Murder Is Down 63% in San Francisco. Lead Probably Isn’t the Reason.


Every time a city reports a big drop in crime, someone sends me a link to a story about it. San Francisco is the latest:

During the first half of the year, the city saw 14 killings — a 36 percent drop from the 22 recorded at the midpoint last year and a 63 percent decrease from the 38 in 2012.

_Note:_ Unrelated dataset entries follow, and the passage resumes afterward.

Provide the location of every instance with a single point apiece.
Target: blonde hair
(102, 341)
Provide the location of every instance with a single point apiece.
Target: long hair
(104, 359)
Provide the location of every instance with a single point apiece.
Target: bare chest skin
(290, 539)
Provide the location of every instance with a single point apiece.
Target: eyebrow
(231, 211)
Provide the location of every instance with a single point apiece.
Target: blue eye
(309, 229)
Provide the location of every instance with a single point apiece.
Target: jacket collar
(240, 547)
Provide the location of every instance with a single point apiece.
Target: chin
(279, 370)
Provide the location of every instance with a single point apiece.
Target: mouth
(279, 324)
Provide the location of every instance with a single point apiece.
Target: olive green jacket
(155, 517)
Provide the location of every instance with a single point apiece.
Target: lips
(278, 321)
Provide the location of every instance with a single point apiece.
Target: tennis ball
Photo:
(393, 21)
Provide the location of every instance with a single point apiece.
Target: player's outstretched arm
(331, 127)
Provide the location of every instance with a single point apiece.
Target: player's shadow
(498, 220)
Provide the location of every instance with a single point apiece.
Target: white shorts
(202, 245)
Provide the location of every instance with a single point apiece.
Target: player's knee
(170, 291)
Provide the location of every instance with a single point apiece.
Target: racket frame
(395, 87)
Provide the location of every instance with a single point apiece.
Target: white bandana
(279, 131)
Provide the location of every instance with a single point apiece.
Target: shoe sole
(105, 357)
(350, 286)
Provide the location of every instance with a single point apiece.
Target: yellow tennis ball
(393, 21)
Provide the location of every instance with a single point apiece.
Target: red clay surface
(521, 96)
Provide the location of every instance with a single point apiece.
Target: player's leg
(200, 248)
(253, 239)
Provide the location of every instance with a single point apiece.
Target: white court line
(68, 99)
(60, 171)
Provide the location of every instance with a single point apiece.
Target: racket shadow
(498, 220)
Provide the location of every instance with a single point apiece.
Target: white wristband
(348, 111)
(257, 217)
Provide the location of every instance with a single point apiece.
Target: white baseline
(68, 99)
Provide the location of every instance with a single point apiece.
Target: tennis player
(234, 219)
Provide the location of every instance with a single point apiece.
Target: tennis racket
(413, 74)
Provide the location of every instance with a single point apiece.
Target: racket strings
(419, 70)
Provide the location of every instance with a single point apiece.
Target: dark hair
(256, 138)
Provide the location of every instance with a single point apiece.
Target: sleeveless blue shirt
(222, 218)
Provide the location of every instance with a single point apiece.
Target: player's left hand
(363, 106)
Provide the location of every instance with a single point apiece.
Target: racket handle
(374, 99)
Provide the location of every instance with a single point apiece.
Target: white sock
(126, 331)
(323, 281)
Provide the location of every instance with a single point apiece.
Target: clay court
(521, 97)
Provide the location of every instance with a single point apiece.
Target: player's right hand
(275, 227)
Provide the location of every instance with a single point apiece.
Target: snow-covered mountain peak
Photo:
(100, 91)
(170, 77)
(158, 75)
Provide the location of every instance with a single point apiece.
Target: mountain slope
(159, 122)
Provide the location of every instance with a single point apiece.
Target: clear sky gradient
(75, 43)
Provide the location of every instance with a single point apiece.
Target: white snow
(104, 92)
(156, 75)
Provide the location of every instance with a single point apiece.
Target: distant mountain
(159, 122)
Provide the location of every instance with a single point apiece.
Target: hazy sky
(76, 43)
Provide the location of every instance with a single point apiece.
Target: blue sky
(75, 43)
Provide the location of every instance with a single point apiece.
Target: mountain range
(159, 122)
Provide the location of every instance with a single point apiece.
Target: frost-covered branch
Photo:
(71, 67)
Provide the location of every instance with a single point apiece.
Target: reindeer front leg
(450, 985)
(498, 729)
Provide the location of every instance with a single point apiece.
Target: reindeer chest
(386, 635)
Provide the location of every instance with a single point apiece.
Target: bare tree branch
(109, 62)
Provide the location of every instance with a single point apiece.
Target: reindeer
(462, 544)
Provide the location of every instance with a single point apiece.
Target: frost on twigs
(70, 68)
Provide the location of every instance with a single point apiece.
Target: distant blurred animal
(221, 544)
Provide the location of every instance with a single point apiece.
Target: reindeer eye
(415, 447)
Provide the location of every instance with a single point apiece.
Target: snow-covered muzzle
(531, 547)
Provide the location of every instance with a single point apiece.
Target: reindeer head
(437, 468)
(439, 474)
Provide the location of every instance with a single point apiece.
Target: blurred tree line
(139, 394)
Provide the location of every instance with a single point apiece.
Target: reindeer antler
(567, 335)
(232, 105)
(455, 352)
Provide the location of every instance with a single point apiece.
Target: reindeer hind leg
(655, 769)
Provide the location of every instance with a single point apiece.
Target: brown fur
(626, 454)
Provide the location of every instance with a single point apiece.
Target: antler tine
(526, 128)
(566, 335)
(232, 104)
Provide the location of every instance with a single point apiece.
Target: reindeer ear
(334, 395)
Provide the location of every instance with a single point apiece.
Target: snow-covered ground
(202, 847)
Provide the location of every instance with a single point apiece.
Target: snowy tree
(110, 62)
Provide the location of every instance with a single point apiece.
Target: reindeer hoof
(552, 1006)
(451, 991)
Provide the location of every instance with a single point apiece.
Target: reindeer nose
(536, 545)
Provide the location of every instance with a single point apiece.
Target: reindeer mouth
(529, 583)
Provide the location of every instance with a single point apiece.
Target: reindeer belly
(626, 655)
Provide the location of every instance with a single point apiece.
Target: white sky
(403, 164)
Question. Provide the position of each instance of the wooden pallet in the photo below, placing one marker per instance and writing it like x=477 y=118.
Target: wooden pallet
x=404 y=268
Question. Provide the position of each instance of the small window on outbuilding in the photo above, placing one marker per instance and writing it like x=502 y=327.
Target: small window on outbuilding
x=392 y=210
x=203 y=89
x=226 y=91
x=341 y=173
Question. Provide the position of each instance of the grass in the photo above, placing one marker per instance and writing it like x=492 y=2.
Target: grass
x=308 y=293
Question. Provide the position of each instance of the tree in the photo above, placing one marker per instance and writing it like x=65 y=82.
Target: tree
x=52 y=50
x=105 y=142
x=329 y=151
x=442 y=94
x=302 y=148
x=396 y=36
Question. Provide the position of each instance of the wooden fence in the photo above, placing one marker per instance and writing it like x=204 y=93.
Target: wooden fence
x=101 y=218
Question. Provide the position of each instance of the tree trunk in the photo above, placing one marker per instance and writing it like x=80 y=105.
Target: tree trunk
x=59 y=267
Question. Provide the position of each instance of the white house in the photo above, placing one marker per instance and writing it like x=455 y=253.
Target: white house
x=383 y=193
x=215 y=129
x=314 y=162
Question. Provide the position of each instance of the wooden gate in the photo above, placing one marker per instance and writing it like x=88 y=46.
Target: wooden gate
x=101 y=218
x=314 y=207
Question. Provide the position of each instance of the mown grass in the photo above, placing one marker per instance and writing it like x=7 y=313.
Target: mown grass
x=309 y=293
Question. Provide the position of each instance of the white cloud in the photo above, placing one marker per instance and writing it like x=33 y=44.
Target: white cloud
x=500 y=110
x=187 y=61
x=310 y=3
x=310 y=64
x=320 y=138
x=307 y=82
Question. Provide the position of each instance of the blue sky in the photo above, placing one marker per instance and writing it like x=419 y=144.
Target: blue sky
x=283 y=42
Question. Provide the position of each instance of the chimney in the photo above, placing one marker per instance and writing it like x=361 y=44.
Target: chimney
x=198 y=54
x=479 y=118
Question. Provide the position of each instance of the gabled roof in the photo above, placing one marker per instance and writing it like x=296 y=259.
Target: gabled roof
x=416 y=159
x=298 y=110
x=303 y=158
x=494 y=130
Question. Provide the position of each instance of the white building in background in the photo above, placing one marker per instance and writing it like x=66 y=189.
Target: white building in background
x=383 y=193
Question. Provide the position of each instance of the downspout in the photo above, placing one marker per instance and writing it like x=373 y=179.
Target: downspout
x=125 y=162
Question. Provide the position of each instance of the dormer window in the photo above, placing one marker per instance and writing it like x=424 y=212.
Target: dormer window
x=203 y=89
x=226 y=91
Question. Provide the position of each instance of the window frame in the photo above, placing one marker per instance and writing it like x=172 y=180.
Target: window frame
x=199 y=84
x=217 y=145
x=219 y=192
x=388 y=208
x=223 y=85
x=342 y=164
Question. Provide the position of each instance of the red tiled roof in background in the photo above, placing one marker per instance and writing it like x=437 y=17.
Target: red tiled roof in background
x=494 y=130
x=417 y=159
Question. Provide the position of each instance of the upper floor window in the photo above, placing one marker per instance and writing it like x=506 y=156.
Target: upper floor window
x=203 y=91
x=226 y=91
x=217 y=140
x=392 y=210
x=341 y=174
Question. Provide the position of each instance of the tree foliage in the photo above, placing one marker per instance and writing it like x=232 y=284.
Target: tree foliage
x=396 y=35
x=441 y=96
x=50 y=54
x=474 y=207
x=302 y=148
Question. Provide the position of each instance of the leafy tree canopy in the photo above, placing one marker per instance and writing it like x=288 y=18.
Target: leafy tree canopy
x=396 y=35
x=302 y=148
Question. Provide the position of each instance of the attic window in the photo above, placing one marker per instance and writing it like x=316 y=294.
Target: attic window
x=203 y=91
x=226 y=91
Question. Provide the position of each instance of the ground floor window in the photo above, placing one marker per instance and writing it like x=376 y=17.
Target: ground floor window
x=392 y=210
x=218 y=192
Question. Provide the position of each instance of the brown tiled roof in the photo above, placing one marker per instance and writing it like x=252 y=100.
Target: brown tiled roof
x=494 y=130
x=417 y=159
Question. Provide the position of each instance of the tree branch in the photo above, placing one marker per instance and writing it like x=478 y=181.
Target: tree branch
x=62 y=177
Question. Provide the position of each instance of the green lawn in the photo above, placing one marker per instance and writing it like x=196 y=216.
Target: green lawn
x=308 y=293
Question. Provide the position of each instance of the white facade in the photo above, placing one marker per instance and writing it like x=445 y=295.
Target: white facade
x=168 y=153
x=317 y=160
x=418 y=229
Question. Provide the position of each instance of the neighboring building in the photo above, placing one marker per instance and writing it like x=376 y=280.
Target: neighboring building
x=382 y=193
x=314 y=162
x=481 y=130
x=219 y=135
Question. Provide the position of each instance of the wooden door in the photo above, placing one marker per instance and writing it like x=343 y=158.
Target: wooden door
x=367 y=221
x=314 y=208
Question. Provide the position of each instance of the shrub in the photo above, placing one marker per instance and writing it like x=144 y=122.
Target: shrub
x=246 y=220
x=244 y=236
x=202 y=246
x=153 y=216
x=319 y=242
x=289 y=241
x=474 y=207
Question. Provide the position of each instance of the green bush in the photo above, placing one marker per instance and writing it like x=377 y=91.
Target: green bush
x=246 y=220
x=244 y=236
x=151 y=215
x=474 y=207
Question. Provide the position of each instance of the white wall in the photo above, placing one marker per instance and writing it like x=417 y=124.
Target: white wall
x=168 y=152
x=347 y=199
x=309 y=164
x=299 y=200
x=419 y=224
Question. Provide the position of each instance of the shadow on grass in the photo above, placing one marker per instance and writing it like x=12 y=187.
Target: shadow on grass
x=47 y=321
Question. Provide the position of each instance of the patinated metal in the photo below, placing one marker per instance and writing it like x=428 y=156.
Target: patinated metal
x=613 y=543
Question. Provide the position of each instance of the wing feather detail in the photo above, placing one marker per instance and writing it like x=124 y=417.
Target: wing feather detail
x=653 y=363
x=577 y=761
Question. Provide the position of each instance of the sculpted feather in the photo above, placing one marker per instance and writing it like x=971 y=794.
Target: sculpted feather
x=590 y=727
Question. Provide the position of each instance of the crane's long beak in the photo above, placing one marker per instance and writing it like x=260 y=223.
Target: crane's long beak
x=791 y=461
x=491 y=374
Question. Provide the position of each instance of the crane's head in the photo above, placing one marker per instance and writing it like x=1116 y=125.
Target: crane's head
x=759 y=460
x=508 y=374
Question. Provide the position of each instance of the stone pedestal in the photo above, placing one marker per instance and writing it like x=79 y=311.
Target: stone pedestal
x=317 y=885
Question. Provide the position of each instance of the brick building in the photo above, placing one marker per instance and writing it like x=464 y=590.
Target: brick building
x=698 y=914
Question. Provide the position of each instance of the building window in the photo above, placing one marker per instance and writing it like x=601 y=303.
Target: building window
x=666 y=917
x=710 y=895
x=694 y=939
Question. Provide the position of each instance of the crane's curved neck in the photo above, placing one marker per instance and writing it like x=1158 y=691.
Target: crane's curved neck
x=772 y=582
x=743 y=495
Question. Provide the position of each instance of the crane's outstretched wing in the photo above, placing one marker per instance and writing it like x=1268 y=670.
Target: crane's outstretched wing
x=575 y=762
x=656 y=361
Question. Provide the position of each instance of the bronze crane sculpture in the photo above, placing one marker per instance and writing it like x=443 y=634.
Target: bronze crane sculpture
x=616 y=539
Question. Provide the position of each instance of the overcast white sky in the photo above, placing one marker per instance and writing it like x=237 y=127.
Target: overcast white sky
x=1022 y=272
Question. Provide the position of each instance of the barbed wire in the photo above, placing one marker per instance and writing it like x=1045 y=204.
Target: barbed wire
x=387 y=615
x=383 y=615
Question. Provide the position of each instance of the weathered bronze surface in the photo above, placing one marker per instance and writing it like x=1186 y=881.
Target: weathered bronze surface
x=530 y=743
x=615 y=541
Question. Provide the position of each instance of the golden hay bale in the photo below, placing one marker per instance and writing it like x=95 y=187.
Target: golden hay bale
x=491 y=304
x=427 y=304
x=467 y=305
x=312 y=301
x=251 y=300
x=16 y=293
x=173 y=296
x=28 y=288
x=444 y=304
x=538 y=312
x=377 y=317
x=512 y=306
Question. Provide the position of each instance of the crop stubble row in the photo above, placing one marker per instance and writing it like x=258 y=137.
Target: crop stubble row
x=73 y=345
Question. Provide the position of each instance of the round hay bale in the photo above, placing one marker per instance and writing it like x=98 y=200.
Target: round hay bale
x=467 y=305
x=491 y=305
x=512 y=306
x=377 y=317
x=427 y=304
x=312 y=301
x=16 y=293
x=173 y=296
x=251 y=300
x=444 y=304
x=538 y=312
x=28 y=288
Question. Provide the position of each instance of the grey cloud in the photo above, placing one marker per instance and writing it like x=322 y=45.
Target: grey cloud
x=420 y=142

….”The best guess one can make is that they’re associated with a national trend of lowered homicide rates over the last 20 years,” said Robert Weisberg, a law professor who co-directs the Stanford Criminal Justice Center. “They have settled a bit, but they have gone down in some places.”

Weisberg said one big factor in the national drop in killings is “just smarter policing, which requires more police and smarter police, and that includes the use of technology, the targeting of hot spots and CompStat-style policing and gang intervention.”

I know what you’re wondering: is it lead, Kevin? What about this “smarter policing” stuff? Here are a few things that should help you think about this stuff:

  • The long-term trend in San Francisco is pretty familiar, and pretty similar to other mid-size cities. Over the past 20 years, a big part of San Francisco’s drop in violent crime is probably due to the phaseout of leaded gasoline between 1975 and 1995.
  • However, lead isn’t responsible for short-term changes. It has nothing to do with the 63 percent drop in homicides since 2012.
  • Generally speaking, you have to be careful with homicide numbers. Overall violent crime statistics are based on a large number of incidents, so they’re fairly reliable. But even big cities don’t have that many murders, which means the numbers can bounce around a lot from year to year just by random chance.
  • A drop in crime can create a virtuous circle, because it allows police to spend more time on the crime that remains. So lead might well have acted as a sort of tailwind here, producing a drop in violent crime that allowed systems like CompStat to be more effective, thus producing further drops even after the impact of lead has flattened out.

The phaseout of leaded gasoline did its job in San Francisco, but at this point any further drops will most likely have to come from other sources. More effective policing strategies are certainly one of the things that can make a difference.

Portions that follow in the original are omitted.